Best of luck with this. Exciting stuff!

------
desdiv
Very, very cool. Section 7 of the manual[0] gives some hints on how this black
magic works:

> 7\. Workload Requirements

> To obtain benefit from the current version of Dynimizer, all of the
> following workload conditions must be met:

> A small number of CPU intensive processes - On a given OS host where the
> workload is running, the workload must be comprised of one or a few CPU
> intensive processes. Optimizing a large number of processes at once is not
> recommended.

> Long running programs - The processes being optimized have long lifetimes,
> and their workloads are long running in order to amortize the warmup time
> associated with optimization.

> x86-64 - Optimized processes must be 64-bit, derived from x86-64 executables
> and shared libraries, which must comply with the x86-64 ABI and ELF-64
> formats. Most statically compiled applications on Linux meet this
> requirement.

> Dynamically Linked - Target processes must be dynamically linked to its
> shared libraries. Statically linked processes are not yet supported. Most
> Linux programs are dynamically linked.

> No self modifying code - The target application must not be running its own
> Just-In-Time compiler such as those found in Java virtual machines. This
> therefore excludes Java Applications.

> Front-end CPU stalls - The workload wastes a lot of time in CPU instruction
> cache misses, instruction TLB misses, and to a lesser extent branch
> mispredictions.

> User mode execution - Much of that wasted time is spent in user mode
> execution (as opposed to kernel mode), as Dynimizer only optimizes user mode
> machine code.

> Because of these requirements, Dynimizer takes a whitelist approach when
> determining if programs are allowed to be optimized, with MySQL and its
> variants being the currently supported optimization targets on that list for
> this early beta release.

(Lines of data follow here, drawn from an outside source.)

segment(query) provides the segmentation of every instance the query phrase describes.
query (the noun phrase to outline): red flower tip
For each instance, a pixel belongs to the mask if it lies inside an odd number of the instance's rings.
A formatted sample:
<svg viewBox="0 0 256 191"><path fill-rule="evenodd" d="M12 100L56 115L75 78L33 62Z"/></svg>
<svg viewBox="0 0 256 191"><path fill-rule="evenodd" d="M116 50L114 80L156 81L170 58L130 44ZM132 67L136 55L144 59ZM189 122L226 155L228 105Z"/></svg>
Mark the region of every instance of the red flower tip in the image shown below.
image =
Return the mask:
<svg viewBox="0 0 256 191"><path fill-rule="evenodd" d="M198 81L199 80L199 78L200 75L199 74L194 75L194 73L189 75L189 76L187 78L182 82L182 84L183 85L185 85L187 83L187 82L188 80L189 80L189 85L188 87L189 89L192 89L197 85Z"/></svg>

Other programs are not currently supported, and
> while they can be used with Dynimizer, they should be very thoroughly tested
> by the user or system administrator before being deployed in a production
> environment.

> Future versions of Dynimizer may eliminate many of these workload
> requirements, broadening the variety of applicable scenarios as well as
> further increasing the performance delivered in previously beneficial cases.

[0] [https://dynimize.com/manual](https://dynimize.com/manual)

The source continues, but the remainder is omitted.